Part of the inspiration does come from the title reference (a nod to Flowers for Algernon) but it also is a bit of a reference to my own mortality and foggy brain. I watched both of my great-grandmothers slowly lose their memories, all but the ones where they were most happy. For them both, they always were rocking invisible babies when I’d visit them. I have worries I’m forgetting things, having that genetic memory loss even though I’m young-ish. This story came from me imagining how a married couple might deal with the ordinary daily things that still happen as memory fades. 

Music plays a big part in this story—the lovers dance together when they are both young and old. It follows the characters through time. Why did you want to emphasize music in this way?

I felt like music was something that could ground the story, a touchpoint of songs, dance, piano–their figurative and literal dance as a married couple and those beats, pauses, rests. 

The ending line, “Afterwards, we all clap for him,” is so powerful. How did you decide the right way to end this story?

I choose that ending because I think it sums up the entire story. There is happiness and sadness all at once. He’s remembering the happy applause but also probably entrenched in that happier time. On one of my favorite sitcoms, Designing Women, a character designs an “applause box” for the women because everyone deserves to have people clap for them. The closing lines here are my way of clapping for this character. 

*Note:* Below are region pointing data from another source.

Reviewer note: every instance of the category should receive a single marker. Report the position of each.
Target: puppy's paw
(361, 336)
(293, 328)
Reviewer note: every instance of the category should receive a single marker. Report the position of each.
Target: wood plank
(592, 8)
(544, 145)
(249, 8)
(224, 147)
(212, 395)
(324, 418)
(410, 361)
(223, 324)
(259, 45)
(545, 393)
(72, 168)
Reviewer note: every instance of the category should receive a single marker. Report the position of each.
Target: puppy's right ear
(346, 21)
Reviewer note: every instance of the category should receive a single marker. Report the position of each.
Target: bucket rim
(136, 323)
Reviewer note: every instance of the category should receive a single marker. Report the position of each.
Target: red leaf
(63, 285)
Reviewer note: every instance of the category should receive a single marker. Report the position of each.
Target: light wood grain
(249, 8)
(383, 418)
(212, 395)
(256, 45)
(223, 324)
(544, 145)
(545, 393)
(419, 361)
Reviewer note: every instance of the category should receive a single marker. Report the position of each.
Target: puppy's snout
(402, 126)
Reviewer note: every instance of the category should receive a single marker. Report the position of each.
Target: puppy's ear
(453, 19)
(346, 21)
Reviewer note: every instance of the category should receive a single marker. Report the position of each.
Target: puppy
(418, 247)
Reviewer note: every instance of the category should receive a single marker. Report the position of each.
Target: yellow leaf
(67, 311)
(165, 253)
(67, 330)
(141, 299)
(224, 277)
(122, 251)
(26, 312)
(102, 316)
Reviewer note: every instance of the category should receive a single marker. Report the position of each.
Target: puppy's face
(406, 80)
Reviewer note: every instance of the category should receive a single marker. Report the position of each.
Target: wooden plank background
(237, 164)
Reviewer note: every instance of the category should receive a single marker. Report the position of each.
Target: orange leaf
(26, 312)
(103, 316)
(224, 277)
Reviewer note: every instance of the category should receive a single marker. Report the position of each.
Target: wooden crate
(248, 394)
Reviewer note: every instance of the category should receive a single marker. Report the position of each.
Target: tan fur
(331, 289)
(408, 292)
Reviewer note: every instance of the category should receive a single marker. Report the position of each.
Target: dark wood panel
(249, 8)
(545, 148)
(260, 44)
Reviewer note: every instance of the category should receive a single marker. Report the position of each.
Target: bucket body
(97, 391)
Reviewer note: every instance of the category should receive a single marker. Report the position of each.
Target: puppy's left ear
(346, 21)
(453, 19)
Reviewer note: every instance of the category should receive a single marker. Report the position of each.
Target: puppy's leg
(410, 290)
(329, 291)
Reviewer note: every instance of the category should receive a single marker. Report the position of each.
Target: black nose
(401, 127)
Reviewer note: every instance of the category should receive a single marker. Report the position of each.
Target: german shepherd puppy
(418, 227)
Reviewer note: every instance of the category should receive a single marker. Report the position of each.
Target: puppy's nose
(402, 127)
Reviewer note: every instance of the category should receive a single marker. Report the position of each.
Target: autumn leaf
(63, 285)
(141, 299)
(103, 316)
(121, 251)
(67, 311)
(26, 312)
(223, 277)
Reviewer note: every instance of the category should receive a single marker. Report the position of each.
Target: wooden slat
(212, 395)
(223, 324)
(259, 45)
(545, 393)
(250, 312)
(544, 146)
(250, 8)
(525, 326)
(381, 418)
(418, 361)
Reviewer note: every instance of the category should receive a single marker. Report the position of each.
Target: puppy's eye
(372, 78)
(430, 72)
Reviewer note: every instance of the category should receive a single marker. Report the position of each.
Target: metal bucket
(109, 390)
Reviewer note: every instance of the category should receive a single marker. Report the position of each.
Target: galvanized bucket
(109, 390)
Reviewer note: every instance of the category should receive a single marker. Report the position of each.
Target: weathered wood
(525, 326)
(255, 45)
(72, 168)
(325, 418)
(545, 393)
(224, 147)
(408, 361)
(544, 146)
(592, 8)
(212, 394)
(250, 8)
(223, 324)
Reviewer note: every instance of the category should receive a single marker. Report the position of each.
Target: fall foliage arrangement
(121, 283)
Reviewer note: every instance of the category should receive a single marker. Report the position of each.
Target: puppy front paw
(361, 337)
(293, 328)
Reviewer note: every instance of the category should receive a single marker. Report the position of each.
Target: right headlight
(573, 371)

In this story, Allen’s memory waxes and wanes. If you could only remember one piece of literature, which would you want to stick in your mind?

I’ve often thought about this–that one book to take to a deserted island or remember in prison. I’m not sure. I’ve always had a photographic memory (not eidetic) but enough that I remember entire blocks of text. I think I would be more sad to only have one piece of literature to remember. I like my scattered snatches of remembered characters and stories. 

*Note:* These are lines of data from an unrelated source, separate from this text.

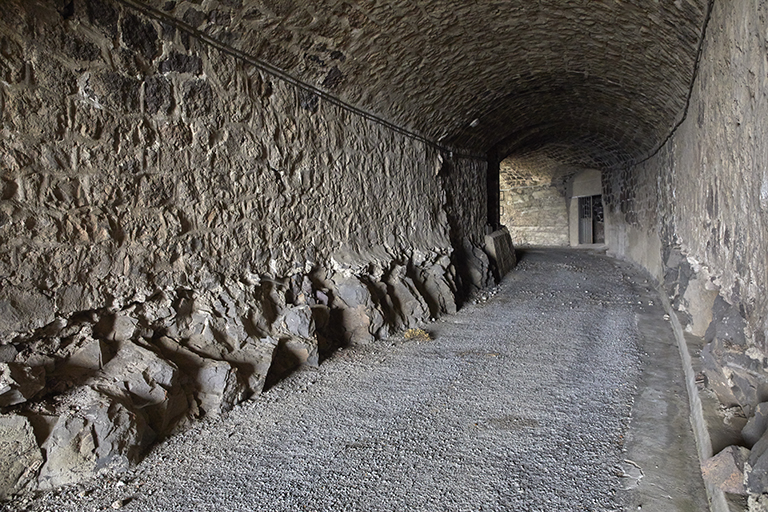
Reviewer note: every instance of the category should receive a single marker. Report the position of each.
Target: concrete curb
(717, 501)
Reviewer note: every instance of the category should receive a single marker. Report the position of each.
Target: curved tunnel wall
(696, 214)
(178, 228)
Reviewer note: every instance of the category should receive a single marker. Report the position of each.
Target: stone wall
(179, 228)
(696, 214)
(533, 204)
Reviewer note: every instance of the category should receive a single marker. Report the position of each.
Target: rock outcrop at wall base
(179, 228)
(89, 393)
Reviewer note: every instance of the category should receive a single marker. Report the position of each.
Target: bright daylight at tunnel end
(198, 197)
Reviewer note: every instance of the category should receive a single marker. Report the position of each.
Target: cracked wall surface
(220, 190)
(696, 215)
(179, 229)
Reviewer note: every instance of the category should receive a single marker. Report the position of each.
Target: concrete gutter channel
(517, 403)
(702, 412)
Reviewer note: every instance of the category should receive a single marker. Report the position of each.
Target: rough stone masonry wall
(533, 202)
(696, 214)
(178, 228)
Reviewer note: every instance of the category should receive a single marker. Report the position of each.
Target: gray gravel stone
(521, 403)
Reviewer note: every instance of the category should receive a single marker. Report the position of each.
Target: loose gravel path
(521, 402)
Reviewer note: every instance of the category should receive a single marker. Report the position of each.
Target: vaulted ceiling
(594, 83)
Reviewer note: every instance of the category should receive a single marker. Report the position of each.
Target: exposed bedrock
(179, 230)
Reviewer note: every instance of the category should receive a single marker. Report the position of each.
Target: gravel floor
(521, 402)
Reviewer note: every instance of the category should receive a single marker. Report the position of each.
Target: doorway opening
(591, 222)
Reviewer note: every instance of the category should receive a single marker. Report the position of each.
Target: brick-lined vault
(217, 191)
(590, 83)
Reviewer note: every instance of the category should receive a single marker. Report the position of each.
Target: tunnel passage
(220, 190)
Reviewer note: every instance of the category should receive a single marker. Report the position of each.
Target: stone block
(20, 457)
(499, 247)
(756, 425)
(19, 383)
(726, 469)
(96, 433)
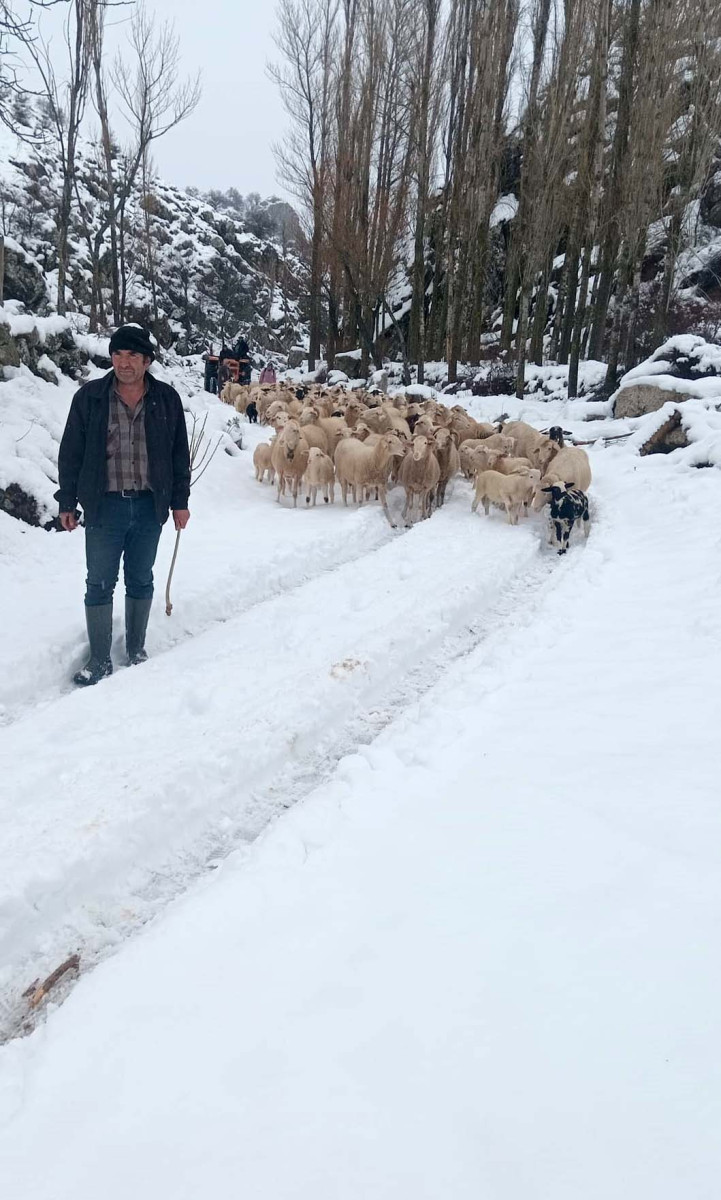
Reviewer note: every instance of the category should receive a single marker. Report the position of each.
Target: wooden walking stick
(198, 466)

What made you pick the title?

The title is a play on the book Flowers for Algernon, where the main character gains a genius level intelligence, loses it and has to deal with knowing he could know more than he does. 

What does your revision process look like?

It varies. I do a lot of writing/revising in my head before I write it down. My “first” drafts are probably the tenth or twentieth time I’ve “written” the story, just not on paper. For shorter pieces like this, I often break it down into sentences, one per line so I can look for issues or word changes. I also run pieces by other readers to see if I’ve conveyed what I think I did and if I need edits. 

What advice would you give to a new writer who is just starting out?

My advice for all levels of writers is maybe trite: write. Get the words down. Get a rough rough draft written so you can do edits. Get YOUR words down. I get hung up sometimes on not fitting what I think is the marketable or popular way of writing. More traditional. Less wacky. In the end, I think there is truly a reader for every piece of writing. It feels so much better when there are readers, plural. 

What are you currently reading?

Bad Words by Ilse Aichinger 

Out Front the Following Sea by Leah Angstman

Hollows by Tommy Dean 

if that mockingbird don’t sing (an Alternating Current anthology)

Iron Oxide by Shome Dasgupta 

The Part that Burns by Jeaninne Ouellette

Dor by Alina Stefanescu

Harrow by Joy Williams 

Plenty: A Memoir of Food and Family by Hannah Howard 

and so many others …

What are you currently writing?

An interview for a SmokeLong micro, and a collection of surreal creative nonfiction.